To the bear shooter — shame on you. The NC Wildlife Commission has allowed us to be robbed by an unethical individual going unchecked.

Danny Crow



News in all forms

To the editor:

Thank you to our Mountaineer newspaper carrier.  Our newspaper was wrapped in our driveway with a note warning us about the bees in our box.

I am allergic to insect stings and it prevented me from getting stung.  We appreciate her taking the time and effort to warn us.

Thanks to her warning, the insects have been destroyed and we will keep a better watch on the box.  I hope she was not stung by the insects and only saw them.

Laura Young

Lake Junaluska


A lesson on the need to spay or neuter pets

To the editor:

Rescue groups try to save adoptable animals from the shelter. However pregnant cats and dogs brought to the Haywood County Animal Shelter when they are so close to delivery, present a real problem.

We are uncomfortable with having them spayed. To take them and let them birth ties up a large space for 2 months that during this time of year becomes a death sentence to others who can’t be pulled because of lack of space.

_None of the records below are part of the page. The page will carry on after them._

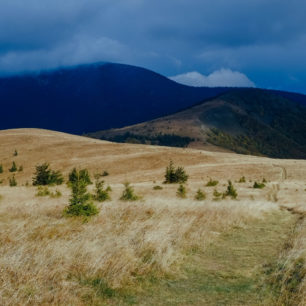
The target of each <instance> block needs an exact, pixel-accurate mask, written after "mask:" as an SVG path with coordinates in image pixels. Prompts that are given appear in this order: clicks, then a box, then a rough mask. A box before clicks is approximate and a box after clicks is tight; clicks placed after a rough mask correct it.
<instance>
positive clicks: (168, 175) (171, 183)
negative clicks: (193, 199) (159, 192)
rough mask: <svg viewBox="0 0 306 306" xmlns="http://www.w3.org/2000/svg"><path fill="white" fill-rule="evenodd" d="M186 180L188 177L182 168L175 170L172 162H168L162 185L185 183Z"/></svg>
mask: <svg viewBox="0 0 306 306" xmlns="http://www.w3.org/2000/svg"><path fill="white" fill-rule="evenodd" d="M187 180H188V175H187V174H186V172H185V170H184V168H183V167H177V168H176V169H175V167H174V164H173V161H172V160H170V163H169V166H167V168H166V173H165V181H164V184H174V183H185V182H186V181H187Z"/></svg>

I wish that we could get the message out there to humans that by not fixing pets, they cause a cascade of pain that starts with their pet and continues all the way to workers at the landfill.

As you may know I am on the board of Haywood Spay Neuter because of this problem.

I realized that you could spend your time and effort to get animals adopted or you could spend the same time helping them to not be born. I don’t think adoptable pets should be euthanized. Ever.